Greek web as corpus is a 100 million word collection of POS-tagged texts downloaded from the Internet, prepared by Milos Husak of Masaryk University, Brno, for Lexical Computing Ltd., in collaboration with the Greek publishers Patakis and the Greek software company Neurolingo.
The tokenization and Part-Of-Speech tagging uses the NeuroLingo Collection Analyzer, which provides the following information:
word lemma tag morph
NeuroLingo Collection Analyzer
The sketch grammar, used for the generation of Greek word sketches and distributional thesaurus, was developed by Mavina Pantazara and Christos Tsalidis of Neurolingo.

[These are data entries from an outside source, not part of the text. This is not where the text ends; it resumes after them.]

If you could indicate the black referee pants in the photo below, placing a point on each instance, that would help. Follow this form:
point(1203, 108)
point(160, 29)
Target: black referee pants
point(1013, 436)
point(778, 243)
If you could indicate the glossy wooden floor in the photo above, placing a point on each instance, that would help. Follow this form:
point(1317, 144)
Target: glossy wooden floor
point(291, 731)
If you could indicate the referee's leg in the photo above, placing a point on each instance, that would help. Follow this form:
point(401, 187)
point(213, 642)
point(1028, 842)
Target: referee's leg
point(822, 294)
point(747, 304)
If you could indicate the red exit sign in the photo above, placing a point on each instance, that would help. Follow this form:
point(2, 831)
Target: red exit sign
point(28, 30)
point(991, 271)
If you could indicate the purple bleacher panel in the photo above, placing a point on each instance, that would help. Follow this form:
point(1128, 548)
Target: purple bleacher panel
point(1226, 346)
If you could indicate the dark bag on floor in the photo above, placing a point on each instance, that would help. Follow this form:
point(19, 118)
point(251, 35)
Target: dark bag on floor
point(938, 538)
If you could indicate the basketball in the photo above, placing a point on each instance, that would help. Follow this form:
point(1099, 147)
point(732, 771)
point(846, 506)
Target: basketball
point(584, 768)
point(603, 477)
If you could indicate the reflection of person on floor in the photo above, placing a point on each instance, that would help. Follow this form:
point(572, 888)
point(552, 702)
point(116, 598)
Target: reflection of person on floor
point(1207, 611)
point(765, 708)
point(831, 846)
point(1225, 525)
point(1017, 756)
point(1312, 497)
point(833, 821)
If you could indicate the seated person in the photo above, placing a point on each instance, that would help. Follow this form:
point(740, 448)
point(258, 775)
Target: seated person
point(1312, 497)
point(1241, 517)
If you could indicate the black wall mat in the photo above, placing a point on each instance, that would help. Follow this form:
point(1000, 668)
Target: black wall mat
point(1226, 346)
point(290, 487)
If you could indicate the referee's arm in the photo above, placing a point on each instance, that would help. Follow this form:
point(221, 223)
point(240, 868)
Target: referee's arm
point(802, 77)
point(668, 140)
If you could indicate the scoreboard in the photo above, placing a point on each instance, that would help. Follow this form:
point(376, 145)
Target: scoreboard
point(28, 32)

The corpus is divided into documents (<doc></doc>) identified by their id and containing also information about its url, genre, year and epoch of publishing. Each document is further structured using following tags:
paragraphs <p></p> sentences <s></s> headers <h></h> lists <ul></ul> list lines <li></li> non-greek words <non-greek></non-greek> glue <g/>
The texts were downloaded using WebBootCat according to a URL list generated by a list of Greek words provided by Patakis.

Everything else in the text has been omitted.